We first meet Chiron as a 10-year-old nicknamed Little (Alex Hibbert); the action then moves forward to Chiron as a teen (Ashton Sanders), and finally an adult whose street name is Black (Trevante Rhodes). The child Chiron is wide-eyed and mostly silent; he’s wondering why he feels the way he does about other boys, and why his crack-addicted mother (Naomie Harris) doesn’t seem to love him. That boy vanishes into the teen, bullied at school but beginning to know what he wants, then flows into the man — who still, as an old friend tells him, “can’t say more than three words at a time.”

Jenkins, who previously directed “Medicine for Melancholy,” lets the camera linger on quiet moments — a moonlit beach; a night street wet with summer rain; a head resting on a shoulder as if it’s come home — and layers on a dreamlike score (by Nicholas Britell) that seems to encompass every emotion we see on screen, from plangent strings to operatic arias to hip-hop.
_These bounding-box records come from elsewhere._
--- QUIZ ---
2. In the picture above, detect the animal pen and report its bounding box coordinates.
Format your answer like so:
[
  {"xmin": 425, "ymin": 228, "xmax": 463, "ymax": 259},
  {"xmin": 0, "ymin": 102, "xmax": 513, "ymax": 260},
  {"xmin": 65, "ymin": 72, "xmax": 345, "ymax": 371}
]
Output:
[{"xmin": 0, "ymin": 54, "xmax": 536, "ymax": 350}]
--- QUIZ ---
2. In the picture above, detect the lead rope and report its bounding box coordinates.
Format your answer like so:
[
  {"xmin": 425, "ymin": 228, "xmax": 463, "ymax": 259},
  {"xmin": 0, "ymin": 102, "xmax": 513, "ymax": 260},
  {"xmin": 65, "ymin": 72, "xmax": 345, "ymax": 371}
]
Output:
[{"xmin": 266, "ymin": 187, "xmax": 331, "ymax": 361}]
His actors, none of whom get much screen time, create indelible portraits. Mahershala Ali is riveting as a drug dealer who briefly becomes a kindly father figure for Little (there’s a lovely scene when the two go swimming, photographed like a baptism). And Harris, miles from her sleek Moneypenny in the James Bond franchise, shows us her character’s entire life in just a handful of brief scenes: hope, despair, regret, loss and, finally, in a voice old before her time, a long-awaited declaration of love. That’s what “Moonlight,” ultimately, is about: finding your voice, however quiet; finding pain; and, against all odds, finding love.

‘Moonlight’

Cast: Naomie Harris, Trevante Rhodes, Mahershala Ali, Janelle Monae, Ashton Sanders, Jharrel Jerome, Alex Hibbert.

Writer/director: Barry Jenkins.

Rated: R (some sexuality, drug use, brief violence and language throughout).

Running time: 1 hour, 51 minutes.

Playing at: Cinetopia Vancouver Mall.